Thermal-hydraulic and Neutronic Design for a Super Critical Water Reactor using Nanofluid as Coolant

Document Type : Research Article

Authors

Department of nuclear Engineering, Science and Research Branch, Islamic Azad University, Tehran, Iran

10.30492/ijcce.2024.2020906.6407

Abstract

The most important intrinsic limitation of conventional coolant fluids is their relatively low thermal conductivity. In this regard, in the last two decades, by introducing a new concept called nanofluid, researchers have improved the thermal conductivity of conventional coolants; furthermore, thermal efficiency as well as convection heat transfer of the thermal-hydraulic cycles is increased by applying coolants at supercritical pressures.

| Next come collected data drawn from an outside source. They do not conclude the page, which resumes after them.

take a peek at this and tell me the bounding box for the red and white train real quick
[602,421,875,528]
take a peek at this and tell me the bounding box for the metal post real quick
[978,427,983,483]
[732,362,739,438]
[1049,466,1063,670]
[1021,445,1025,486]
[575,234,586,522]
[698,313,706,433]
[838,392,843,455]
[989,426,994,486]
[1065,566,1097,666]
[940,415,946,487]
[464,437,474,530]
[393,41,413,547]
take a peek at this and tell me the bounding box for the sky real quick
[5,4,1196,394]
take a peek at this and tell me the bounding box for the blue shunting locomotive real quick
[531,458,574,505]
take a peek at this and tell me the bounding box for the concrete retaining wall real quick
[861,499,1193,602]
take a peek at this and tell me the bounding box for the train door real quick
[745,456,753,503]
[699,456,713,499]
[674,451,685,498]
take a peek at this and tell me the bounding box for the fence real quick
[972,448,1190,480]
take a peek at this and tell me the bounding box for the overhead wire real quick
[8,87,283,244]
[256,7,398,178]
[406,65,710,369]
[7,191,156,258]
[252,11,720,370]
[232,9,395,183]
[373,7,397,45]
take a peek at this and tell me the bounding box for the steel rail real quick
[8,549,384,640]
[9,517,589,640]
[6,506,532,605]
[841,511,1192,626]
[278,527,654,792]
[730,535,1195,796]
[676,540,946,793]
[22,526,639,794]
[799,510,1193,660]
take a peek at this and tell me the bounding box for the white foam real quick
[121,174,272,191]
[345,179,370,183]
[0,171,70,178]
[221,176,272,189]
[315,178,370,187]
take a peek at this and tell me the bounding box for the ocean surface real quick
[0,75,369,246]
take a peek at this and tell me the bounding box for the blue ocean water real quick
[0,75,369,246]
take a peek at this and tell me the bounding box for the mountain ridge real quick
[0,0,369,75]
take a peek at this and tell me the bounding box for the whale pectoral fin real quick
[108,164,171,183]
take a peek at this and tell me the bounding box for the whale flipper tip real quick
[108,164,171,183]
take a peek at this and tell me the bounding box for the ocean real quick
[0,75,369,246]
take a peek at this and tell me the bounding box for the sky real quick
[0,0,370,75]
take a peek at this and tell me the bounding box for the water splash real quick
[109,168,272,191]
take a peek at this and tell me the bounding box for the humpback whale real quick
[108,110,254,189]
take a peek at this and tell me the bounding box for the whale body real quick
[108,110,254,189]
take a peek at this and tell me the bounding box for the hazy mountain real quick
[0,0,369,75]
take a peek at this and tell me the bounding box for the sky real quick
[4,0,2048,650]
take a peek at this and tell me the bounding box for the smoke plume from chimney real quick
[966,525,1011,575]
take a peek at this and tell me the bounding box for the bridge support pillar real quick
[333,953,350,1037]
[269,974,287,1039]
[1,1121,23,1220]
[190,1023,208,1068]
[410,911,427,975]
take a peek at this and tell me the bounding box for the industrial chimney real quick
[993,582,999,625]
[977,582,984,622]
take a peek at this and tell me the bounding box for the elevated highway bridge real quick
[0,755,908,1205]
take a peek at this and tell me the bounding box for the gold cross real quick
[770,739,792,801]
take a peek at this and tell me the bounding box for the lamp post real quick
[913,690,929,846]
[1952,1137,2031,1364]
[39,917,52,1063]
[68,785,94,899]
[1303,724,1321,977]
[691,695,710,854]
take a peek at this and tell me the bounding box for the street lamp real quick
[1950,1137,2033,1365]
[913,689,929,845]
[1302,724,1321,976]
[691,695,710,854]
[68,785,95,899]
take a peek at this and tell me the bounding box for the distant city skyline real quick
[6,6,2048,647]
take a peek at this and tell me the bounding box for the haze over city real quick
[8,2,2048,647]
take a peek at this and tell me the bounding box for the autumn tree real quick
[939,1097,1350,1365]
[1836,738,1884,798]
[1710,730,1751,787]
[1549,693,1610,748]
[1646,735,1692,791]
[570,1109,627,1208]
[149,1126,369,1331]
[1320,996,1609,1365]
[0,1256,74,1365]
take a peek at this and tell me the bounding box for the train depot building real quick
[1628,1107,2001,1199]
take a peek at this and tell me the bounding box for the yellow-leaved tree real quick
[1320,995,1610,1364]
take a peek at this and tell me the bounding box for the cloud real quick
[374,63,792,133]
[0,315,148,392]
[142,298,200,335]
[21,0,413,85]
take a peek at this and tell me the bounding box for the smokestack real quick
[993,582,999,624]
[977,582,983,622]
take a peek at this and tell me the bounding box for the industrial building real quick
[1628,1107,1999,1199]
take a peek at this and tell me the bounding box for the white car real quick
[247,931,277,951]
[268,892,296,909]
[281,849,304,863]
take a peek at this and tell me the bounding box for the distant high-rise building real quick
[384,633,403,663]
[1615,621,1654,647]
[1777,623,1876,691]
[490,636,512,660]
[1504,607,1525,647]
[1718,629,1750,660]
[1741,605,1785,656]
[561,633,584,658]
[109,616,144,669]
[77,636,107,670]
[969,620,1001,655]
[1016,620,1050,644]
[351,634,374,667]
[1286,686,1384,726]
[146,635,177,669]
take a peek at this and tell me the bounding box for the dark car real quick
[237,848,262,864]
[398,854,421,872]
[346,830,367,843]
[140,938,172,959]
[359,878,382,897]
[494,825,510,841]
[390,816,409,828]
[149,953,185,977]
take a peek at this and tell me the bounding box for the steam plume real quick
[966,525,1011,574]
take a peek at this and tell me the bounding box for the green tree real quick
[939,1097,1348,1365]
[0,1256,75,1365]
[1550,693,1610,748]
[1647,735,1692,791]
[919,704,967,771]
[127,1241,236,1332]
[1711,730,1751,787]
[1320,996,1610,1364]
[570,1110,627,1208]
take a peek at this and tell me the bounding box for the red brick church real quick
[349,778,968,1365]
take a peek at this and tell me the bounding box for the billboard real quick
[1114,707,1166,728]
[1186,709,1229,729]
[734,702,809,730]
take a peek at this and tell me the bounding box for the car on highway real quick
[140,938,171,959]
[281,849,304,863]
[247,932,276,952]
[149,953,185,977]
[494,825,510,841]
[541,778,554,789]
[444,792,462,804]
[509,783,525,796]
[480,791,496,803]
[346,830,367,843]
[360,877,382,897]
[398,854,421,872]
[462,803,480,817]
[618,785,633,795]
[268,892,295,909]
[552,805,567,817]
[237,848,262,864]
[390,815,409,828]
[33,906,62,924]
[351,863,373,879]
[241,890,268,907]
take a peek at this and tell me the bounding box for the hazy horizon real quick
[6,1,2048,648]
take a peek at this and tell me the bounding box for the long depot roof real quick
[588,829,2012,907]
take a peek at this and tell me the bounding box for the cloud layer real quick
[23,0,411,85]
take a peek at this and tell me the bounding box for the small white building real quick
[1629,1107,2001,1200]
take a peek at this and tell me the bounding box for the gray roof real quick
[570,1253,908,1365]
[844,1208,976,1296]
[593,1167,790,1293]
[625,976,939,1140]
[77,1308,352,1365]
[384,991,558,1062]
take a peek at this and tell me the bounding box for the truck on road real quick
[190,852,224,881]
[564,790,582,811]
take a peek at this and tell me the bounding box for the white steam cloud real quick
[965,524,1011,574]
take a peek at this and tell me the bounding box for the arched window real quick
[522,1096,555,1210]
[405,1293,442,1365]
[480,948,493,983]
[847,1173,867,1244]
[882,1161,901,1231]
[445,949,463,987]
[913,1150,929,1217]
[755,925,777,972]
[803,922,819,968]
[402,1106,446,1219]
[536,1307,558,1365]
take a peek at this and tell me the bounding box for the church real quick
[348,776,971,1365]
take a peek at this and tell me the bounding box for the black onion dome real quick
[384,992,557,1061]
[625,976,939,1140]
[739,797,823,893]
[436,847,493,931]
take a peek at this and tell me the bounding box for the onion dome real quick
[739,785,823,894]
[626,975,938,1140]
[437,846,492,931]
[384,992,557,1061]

A supercritical water reactor is one of the generation IV reactors, which is basically a creative mixture of conventional pressurized water reactors and supercritical pressure steam boilers. In the present study, by applying the concept of nanofluid coolants in a typical supercritical pressure water reactor, thermo-neutronic behavior of the reactor core was investigated. In this manner, thermodynamic properties of the applied coolant were evaluated by adding numerical models of nanofluid properties to the IAPWS-IF97, and for simulation of the thermal-hydraulic behavior of the coolant, a modular computer code has been developed using the C# programming language based on the porous media approach, and neutronic simulation was performed by the MCNP code. Final results showed that application of a water-based Al2O3 nanofluid with ~11% mass fraction (~2% volume fraction at core inlet) as coolant without any violation of neutronic characteristics of the core is achievable and the criticality of the core would be sustained. Calculations indicate that applying nanofluids to the core will flatten the radial neutron flux in the reactor core, and the convection heat transfer coefficient will improve by 2%.